Lovecraft ratchets up the horror in his description of the Great Old Ones: “But although They no longer lived, They would never really die. … They could only lie awake in the dark and think whilst uncounted millions of years rolled by.”

I found this part utterly horrifying. Many of us, I think, have a terror of being buried alive. Of being conscious in the darkness, helpless, unable to move, unable to escape. And if it dragged on? Boredom and anxiety would quickly escalate to helpless insanity, as prisoners committed to solitary confinement can attest. Being alone with nothing but your own thoughts to keep you company is not a merciful fate.

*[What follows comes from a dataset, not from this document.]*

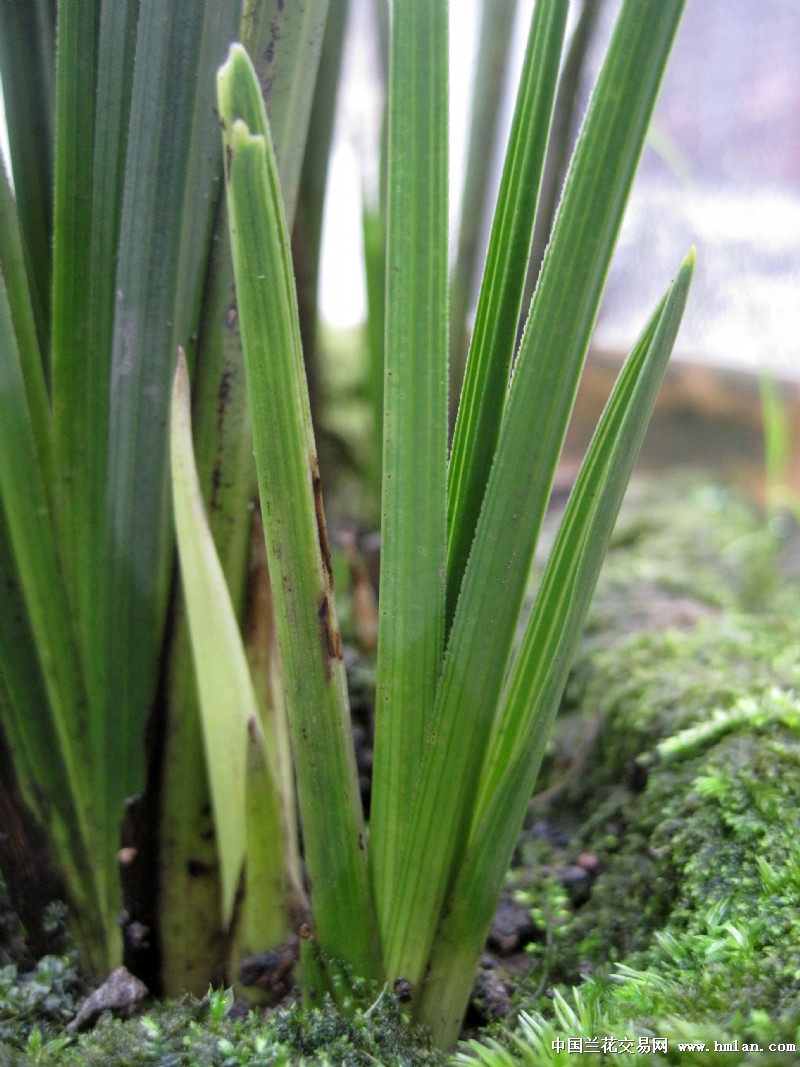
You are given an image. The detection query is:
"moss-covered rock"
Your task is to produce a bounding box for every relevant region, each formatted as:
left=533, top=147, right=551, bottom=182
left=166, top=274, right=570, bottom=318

And the Great Old Ones did this to themselves on purpose. That kind of eternal torment is part of their selfish design. And if they’d do that to themselves? The mind reels at the thought of what they’d do to any other living thing in the cosmos. And it’s staggering to imagine the thoughts such beings would ponder after such a long time locked in dark madness. That’s a masterful bit of horror that Lovecraft evokes in this tale.